|
City of St. Jude Historic District
St. Jude Catholic Hospital Photographs courtesy of the Alabama Historical Commission |
Founded during the mid-1930s by Catholic priest Father Harold Purcell
when segregation was the norm in the Southeast, the City of St. Jude Hospital
pioneered nondiscriminatory health, education, and social services. In
the 1950s, St. Jude's Church hosted an integrated prayer group, and in
1965, Martin Luther King, Jr., and 2,000 participants of the Selma-to-Montgomery
March found shelter there. The night before the final march to the Capitol,
City of St. Jude offered its 36 acres to the marchers, who slept on the
athletic field and held a "Stars of Freedom Rally" featuring such celebrities
as Odetta, Harry Belafonte, Pete Seeger, Leonard Bernstein, and Joan Baez.
St.

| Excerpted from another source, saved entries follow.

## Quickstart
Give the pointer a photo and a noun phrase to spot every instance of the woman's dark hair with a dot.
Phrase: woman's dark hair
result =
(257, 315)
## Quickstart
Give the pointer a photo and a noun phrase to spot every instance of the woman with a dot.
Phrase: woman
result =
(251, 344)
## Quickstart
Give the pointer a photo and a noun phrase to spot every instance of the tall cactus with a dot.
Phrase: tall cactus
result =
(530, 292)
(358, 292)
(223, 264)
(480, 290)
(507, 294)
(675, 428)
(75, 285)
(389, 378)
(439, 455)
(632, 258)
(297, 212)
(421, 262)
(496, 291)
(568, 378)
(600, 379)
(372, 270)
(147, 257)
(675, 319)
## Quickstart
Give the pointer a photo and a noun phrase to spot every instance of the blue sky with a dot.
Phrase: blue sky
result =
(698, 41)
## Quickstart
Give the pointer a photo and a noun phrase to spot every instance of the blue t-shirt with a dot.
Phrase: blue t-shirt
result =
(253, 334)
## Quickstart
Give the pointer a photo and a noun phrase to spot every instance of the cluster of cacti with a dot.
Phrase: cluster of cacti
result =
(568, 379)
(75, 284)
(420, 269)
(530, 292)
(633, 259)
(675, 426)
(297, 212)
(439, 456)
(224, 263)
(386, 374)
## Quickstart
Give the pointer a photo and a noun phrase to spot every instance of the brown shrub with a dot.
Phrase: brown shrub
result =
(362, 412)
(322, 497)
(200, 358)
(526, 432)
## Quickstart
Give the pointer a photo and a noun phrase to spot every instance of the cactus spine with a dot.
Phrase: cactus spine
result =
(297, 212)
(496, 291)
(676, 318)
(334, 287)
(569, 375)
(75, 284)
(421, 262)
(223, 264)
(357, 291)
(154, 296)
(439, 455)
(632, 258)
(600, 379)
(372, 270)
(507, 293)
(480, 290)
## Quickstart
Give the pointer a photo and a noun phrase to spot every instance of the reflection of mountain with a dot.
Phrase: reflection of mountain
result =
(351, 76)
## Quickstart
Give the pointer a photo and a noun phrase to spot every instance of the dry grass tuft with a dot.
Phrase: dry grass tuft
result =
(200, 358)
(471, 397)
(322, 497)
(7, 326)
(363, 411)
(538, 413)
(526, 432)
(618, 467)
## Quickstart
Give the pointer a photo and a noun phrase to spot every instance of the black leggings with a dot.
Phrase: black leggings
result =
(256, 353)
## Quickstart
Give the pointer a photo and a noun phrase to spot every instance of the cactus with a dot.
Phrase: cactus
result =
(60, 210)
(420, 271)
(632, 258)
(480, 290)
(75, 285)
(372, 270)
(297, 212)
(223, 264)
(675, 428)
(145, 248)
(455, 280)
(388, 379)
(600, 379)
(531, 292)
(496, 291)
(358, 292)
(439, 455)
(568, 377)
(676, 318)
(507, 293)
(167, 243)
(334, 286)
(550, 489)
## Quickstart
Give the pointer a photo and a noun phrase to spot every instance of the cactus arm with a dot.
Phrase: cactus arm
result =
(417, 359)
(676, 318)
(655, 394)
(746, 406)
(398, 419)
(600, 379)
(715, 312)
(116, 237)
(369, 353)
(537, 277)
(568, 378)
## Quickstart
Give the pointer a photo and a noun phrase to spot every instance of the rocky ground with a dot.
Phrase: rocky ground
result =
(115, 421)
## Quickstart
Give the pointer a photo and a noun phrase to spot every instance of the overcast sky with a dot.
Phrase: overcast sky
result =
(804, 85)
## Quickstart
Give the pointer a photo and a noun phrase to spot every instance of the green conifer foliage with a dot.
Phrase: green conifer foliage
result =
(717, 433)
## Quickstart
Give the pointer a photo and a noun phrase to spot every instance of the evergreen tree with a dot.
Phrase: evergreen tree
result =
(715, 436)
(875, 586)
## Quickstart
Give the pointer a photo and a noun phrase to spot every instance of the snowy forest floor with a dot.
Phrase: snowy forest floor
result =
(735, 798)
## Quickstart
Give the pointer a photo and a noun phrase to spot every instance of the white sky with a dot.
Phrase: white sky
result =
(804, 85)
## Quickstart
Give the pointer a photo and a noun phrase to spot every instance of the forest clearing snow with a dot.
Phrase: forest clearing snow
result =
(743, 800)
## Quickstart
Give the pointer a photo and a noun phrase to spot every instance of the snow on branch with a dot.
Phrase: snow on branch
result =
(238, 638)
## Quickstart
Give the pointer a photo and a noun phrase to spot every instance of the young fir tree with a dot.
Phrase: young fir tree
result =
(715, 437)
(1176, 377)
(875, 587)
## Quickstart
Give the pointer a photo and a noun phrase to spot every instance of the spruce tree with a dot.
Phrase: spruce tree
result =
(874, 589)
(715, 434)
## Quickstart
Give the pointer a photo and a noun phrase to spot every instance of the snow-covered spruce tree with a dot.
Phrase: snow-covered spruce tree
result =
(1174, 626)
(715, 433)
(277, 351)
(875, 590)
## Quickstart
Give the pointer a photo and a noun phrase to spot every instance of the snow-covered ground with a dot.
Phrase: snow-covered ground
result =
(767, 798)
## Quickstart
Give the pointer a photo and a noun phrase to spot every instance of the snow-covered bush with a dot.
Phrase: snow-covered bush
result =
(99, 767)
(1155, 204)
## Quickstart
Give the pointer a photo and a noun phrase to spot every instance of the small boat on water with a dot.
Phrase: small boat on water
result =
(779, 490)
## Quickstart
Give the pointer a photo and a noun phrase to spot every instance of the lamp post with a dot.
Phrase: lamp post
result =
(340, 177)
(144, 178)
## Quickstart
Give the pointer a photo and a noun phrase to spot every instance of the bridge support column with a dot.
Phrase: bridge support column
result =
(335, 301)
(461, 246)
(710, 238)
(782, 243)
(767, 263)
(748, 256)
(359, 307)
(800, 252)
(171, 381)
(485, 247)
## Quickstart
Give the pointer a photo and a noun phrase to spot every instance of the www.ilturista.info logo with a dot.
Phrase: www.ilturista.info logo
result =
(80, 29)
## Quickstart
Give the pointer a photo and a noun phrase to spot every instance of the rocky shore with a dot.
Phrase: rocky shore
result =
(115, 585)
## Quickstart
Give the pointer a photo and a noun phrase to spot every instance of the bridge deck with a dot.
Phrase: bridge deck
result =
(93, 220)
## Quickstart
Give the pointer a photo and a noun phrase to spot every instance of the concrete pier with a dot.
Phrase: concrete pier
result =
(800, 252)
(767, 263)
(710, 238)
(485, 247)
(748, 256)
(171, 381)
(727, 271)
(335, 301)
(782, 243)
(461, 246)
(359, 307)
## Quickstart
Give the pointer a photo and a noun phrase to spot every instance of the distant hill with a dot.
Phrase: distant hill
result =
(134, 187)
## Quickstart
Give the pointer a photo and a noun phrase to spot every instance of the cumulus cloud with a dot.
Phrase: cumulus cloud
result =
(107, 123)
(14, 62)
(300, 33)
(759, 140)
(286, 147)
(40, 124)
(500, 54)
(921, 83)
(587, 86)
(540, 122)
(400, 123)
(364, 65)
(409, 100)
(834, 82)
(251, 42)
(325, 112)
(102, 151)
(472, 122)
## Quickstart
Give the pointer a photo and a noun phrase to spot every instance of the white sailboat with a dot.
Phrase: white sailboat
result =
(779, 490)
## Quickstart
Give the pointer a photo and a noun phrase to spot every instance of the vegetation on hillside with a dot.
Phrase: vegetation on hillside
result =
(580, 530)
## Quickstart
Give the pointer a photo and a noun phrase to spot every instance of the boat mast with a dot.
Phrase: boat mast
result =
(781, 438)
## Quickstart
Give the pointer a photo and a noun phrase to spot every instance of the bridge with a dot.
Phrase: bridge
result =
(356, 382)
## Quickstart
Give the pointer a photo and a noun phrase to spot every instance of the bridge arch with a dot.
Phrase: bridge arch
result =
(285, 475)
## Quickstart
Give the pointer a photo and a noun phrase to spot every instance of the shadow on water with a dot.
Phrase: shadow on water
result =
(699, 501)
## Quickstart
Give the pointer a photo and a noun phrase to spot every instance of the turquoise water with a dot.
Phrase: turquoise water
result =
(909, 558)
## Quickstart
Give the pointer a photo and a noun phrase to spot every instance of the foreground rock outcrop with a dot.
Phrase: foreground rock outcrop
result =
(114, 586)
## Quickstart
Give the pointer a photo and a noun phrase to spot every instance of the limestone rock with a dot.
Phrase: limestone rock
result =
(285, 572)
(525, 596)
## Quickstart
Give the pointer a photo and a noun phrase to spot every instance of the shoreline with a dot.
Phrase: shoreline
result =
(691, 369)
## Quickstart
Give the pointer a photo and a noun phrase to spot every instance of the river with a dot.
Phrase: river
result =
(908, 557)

Jude's Catholic Hospital, which opened in 1951 as the first integrated
hospital in the Southeast, offered help again when tragedy struck at the
end of the march. Hospital staff tried to save the life of Viola Liuzzo,
the Detroit homemaker who was fatally shot by Klansmen while driving marchers
back to Selma. The hospital closed in 1985. In March 1990, City of St.
Jude was the site of the 25th anniversary of the Selma-to-Montgomery March.
Former Governor George Wallace appeared in the doorway of the St. Jude
Educational Institute as he had done years before at the University of
Alabama, this time not to prevent students from entering the building
but to greet civil rights supporters.
The City of St. Jude is located at 2048 West Fairview Avenue in Montgomery. Most of the hospital has been converted to apartments for low-income families. The unused section of the hospital will be converted to a National Park Service interpretive center and re-enactment site.